Granted, I had good reason not to take the warning seriously. I ventured outside the zone early just for curiosity’s sake, then saw it led to a much deeper part of the ocean and immediately turned around. I wasn’t ready for that. Later, while I was testing the depth at which solar panels stop functioning for base building purposes, I went outside it again. One of those unsettling bellows that issues from Subnautica 2‘s giant, deadly creatures reached my ears, but safely tucked away as I was near the edge of the warning zone, I figured it’d be fine. The “you’re about to die” music wasn’t playing very loudly either.
I glanced up and saw a biblically accurate manta ray gliding near the surface, the winged creature with dangly tassels and vibrant lines decorating its underside that you can see at the top of this post. It showed zero interest in me, so I assumed it was harmless, like those odd, glowing blimp-shaped fish that hover above the waters around the starting area and dangle little lures to catch fish. This was the danger zone? Please.
If the ethereal-looking creature was biblically accurate, it evidently came from one of those “end of days” chapters. Fast-forward several hours, and I’m working on restoring the power plant near the Alien Ruins and clearing the Angel Comb nearby. I needed some atacamite to make a certain kind of ingot, a mineral you find littered on the bed of the deep ocean near a bunch of quartz and, more pertinently, near the edge of the early access zone. A few more chunks of the stuff would’ve set me right, so I figured why not? It’s just 20 meters away. What’s the worst that could happen?

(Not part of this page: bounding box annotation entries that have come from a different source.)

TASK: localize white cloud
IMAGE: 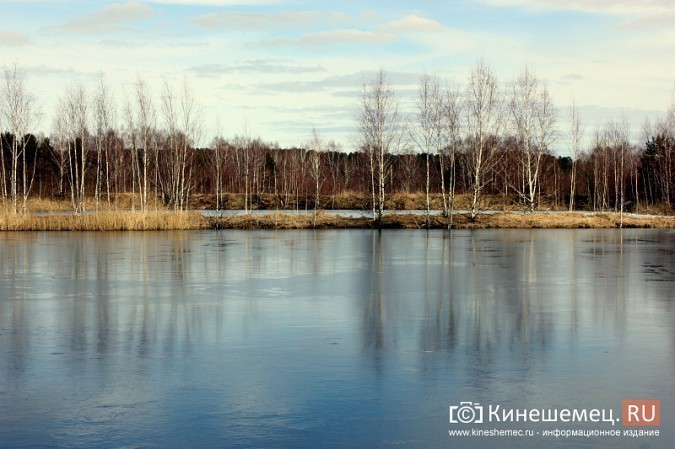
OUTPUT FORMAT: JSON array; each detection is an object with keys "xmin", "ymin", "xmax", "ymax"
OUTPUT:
[
  {"xmin": 147, "ymin": 0, "xmax": 280, "ymax": 6},
  {"xmin": 386, "ymin": 14, "xmax": 443, "ymax": 33},
  {"xmin": 50, "ymin": 0, "xmax": 155, "ymax": 34},
  {"xmin": 263, "ymin": 29, "xmax": 397, "ymax": 48},
  {"xmin": 188, "ymin": 59, "xmax": 326, "ymax": 77},
  {"xmin": 478, "ymin": 0, "xmax": 673, "ymax": 16},
  {"xmin": 190, "ymin": 11, "xmax": 347, "ymax": 30},
  {"xmin": 0, "ymin": 30, "xmax": 29, "ymax": 47}
]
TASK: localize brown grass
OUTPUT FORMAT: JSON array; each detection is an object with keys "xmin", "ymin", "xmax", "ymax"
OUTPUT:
[
  {"xmin": 211, "ymin": 211, "xmax": 675, "ymax": 229},
  {"xmin": 0, "ymin": 212, "xmax": 211, "ymax": 231}
]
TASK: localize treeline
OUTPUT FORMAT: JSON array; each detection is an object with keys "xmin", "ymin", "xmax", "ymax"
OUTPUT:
[{"xmin": 0, "ymin": 61, "xmax": 675, "ymax": 218}]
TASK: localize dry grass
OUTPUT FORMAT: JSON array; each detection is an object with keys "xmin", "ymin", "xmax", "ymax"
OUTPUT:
[
  {"xmin": 0, "ymin": 212, "xmax": 211, "ymax": 231},
  {"xmin": 0, "ymin": 211, "xmax": 675, "ymax": 231},
  {"xmin": 0, "ymin": 193, "xmax": 164, "ymax": 212}
]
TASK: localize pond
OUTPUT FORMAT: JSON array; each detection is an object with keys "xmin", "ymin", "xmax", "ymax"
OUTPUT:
[{"xmin": 0, "ymin": 230, "xmax": 675, "ymax": 448}]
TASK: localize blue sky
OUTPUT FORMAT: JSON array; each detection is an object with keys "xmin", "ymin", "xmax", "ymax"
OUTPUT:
[{"xmin": 0, "ymin": 0, "xmax": 675, "ymax": 151}]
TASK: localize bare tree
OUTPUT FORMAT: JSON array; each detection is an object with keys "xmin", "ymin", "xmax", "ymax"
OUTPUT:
[
  {"xmin": 55, "ymin": 84, "xmax": 89, "ymax": 214},
  {"xmin": 444, "ymin": 85, "xmax": 464, "ymax": 228},
  {"xmin": 607, "ymin": 114, "xmax": 630, "ymax": 228},
  {"xmin": 569, "ymin": 98, "xmax": 584, "ymax": 212},
  {"xmin": 134, "ymin": 77, "xmax": 157, "ymax": 212},
  {"xmin": 466, "ymin": 60, "xmax": 503, "ymax": 220},
  {"xmin": 357, "ymin": 70, "xmax": 402, "ymax": 222},
  {"xmin": 158, "ymin": 80, "xmax": 200, "ymax": 210},
  {"xmin": 0, "ymin": 64, "xmax": 39, "ymax": 214},
  {"xmin": 305, "ymin": 129, "xmax": 325, "ymax": 226},
  {"xmin": 509, "ymin": 68, "xmax": 556, "ymax": 212},
  {"xmin": 408, "ymin": 75, "xmax": 443, "ymax": 227},
  {"xmin": 93, "ymin": 76, "xmax": 115, "ymax": 211}
]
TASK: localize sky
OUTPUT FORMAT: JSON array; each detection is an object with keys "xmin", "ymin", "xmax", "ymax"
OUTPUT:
[{"xmin": 0, "ymin": 0, "xmax": 675, "ymax": 154}]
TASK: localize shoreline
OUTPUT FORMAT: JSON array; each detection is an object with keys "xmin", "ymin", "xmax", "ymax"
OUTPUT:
[{"xmin": 0, "ymin": 211, "xmax": 675, "ymax": 231}]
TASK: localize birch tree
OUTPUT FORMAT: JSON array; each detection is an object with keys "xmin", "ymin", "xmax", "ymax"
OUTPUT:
[
  {"xmin": 438, "ymin": 85, "xmax": 464, "ymax": 227},
  {"xmin": 408, "ymin": 75, "xmax": 443, "ymax": 227},
  {"xmin": 569, "ymin": 99, "xmax": 584, "ymax": 212},
  {"xmin": 357, "ymin": 70, "xmax": 402, "ymax": 223},
  {"xmin": 93, "ymin": 77, "xmax": 115, "ymax": 210},
  {"xmin": 466, "ymin": 60, "xmax": 503, "ymax": 221},
  {"xmin": 509, "ymin": 68, "xmax": 556, "ymax": 212},
  {"xmin": 0, "ymin": 64, "xmax": 39, "ymax": 214}
]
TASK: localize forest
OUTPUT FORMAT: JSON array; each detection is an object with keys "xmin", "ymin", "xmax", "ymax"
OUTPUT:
[{"xmin": 0, "ymin": 61, "xmax": 675, "ymax": 219}]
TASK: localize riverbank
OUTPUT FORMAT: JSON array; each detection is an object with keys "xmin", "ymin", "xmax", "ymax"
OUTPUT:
[{"xmin": 0, "ymin": 211, "xmax": 675, "ymax": 231}]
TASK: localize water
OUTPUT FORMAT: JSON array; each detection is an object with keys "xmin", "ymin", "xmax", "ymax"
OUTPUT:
[{"xmin": 0, "ymin": 230, "xmax": 675, "ymax": 448}]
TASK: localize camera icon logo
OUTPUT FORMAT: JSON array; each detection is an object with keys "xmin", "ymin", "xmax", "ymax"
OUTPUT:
[{"xmin": 450, "ymin": 402, "xmax": 483, "ymax": 424}]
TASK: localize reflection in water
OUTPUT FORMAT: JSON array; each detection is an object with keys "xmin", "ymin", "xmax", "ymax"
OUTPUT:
[{"xmin": 0, "ymin": 230, "xmax": 675, "ymax": 448}]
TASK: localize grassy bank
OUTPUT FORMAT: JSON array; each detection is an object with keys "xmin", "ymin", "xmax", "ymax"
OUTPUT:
[
  {"xmin": 0, "ymin": 212, "xmax": 213, "ymax": 231},
  {"xmin": 0, "ymin": 194, "xmax": 675, "ymax": 231},
  {"xmin": 211, "ymin": 212, "xmax": 675, "ymax": 229}
]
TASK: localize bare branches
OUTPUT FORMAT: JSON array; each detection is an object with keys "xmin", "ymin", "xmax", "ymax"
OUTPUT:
[
  {"xmin": 357, "ymin": 70, "xmax": 402, "ymax": 222},
  {"xmin": 466, "ymin": 60, "xmax": 504, "ymax": 220}
]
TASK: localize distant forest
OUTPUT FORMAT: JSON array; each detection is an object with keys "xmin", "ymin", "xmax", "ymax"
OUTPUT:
[{"xmin": 0, "ymin": 61, "xmax": 675, "ymax": 217}]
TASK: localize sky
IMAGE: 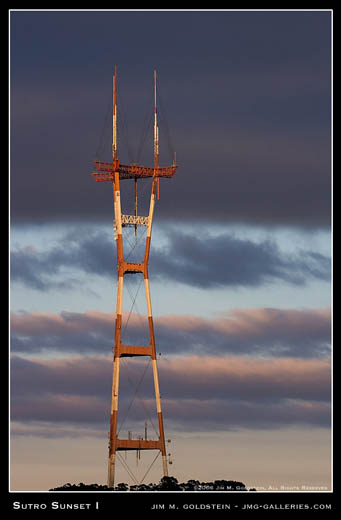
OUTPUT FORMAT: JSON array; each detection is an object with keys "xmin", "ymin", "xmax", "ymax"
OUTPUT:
[{"xmin": 9, "ymin": 10, "xmax": 332, "ymax": 491}]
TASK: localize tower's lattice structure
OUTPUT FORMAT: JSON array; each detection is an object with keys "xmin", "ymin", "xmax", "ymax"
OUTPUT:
[{"xmin": 92, "ymin": 67, "xmax": 177, "ymax": 487}]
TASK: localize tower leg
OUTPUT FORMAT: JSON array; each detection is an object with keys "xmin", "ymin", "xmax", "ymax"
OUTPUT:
[{"xmin": 144, "ymin": 275, "xmax": 168, "ymax": 477}]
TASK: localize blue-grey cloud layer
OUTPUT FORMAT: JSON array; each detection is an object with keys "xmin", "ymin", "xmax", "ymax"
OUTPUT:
[
  {"xmin": 11, "ymin": 231, "xmax": 330, "ymax": 291},
  {"xmin": 11, "ymin": 12, "xmax": 331, "ymax": 228}
]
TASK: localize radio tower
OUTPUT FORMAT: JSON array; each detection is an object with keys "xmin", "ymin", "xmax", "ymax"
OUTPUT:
[{"xmin": 92, "ymin": 66, "xmax": 177, "ymax": 487}]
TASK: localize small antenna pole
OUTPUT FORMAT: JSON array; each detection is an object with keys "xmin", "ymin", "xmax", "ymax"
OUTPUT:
[
  {"xmin": 112, "ymin": 65, "xmax": 117, "ymax": 161},
  {"xmin": 154, "ymin": 70, "xmax": 160, "ymax": 200}
]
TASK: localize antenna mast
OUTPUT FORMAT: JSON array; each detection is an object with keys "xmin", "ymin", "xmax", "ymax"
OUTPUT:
[
  {"xmin": 112, "ymin": 65, "xmax": 117, "ymax": 161},
  {"xmin": 92, "ymin": 66, "xmax": 177, "ymax": 487}
]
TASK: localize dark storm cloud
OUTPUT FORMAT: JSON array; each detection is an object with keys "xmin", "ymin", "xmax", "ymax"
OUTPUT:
[
  {"xmin": 11, "ymin": 309, "xmax": 331, "ymax": 358},
  {"xmin": 11, "ymin": 12, "xmax": 331, "ymax": 228},
  {"xmin": 11, "ymin": 356, "xmax": 330, "ymax": 429},
  {"xmin": 151, "ymin": 232, "xmax": 330, "ymax": 288},
  {"xmin": 11, "ymin": 230, "xmax": 330, "ymax": 290}
]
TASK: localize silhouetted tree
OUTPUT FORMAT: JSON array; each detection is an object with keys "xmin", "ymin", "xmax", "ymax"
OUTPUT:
[{"xmin": 50, "ymin": 477, "xmax": 250, "ymax": 491}]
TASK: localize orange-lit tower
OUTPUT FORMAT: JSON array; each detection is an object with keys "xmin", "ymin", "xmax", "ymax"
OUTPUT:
[{"xmin": 92, "ymin": 67, "xmax": 177, "ymax": 487}]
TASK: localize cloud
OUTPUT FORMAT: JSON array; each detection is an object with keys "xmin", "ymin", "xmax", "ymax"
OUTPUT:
[
  {"xmin": 11, "ymin": 229, "xmax": 330, "ymax": 291},
  {"xmin": 11, "ymin": 12, "xmax": 331, "ymax": 228},
  {"xmin": 11, "ymin": 356, "xmax": 330, "ymax": 435},
  {"xmin": 11, "ymin": 308, "xmax": 331, "ymax": 358}
]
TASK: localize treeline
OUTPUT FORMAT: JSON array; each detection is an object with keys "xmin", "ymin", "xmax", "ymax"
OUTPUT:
[{"xmin": 49, "ymin": 477, "xmax": 252, "ymax": 491}]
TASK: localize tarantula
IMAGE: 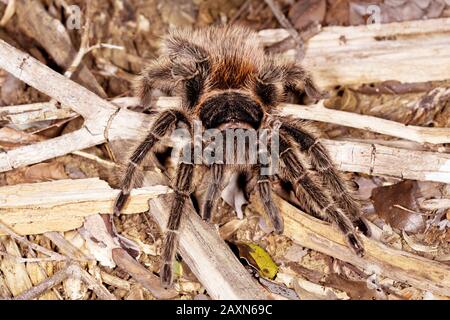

The answer is that the giant winged creature manifested from the foggy depths with its monstrous children, chased me down, and crushed my tadpole with me inside it. I’ve since learned the beast is called a Shiver Leviathan, which seems like an apt name for a monstrosity that moves that quickly and kills you faster than the, by comparison, tamer Collector Leviathan.
Death is trivial in Subnautica 2 for lore and gameplay reasons, as you can just “reprint” and go find your lost inventory again. This death mattered. I foolishly ignored my own advice about inventory management during gathering expeditions, out of a lazy desire to not deal with the abominable mess of a storage network I’d made back at my base. So I had valuable ingots and minerals rarer than atacamite in that inventory cache, items the Shiver Leviathan decided I would never see again. Every time I crossed the boundary, no matter how long I waited, the beast caught me. Unknown Worlds’ persistent “you’re leaving the early access zone” messaging popping up and freezing my movement until I closed the screen didn’t help matters, either.
Eventually, I cut my losses and left the goods behind, materially poorer but wiser about what risks to take in the future. You win, Unknown Worlds. I will not be leaving the early access zone again.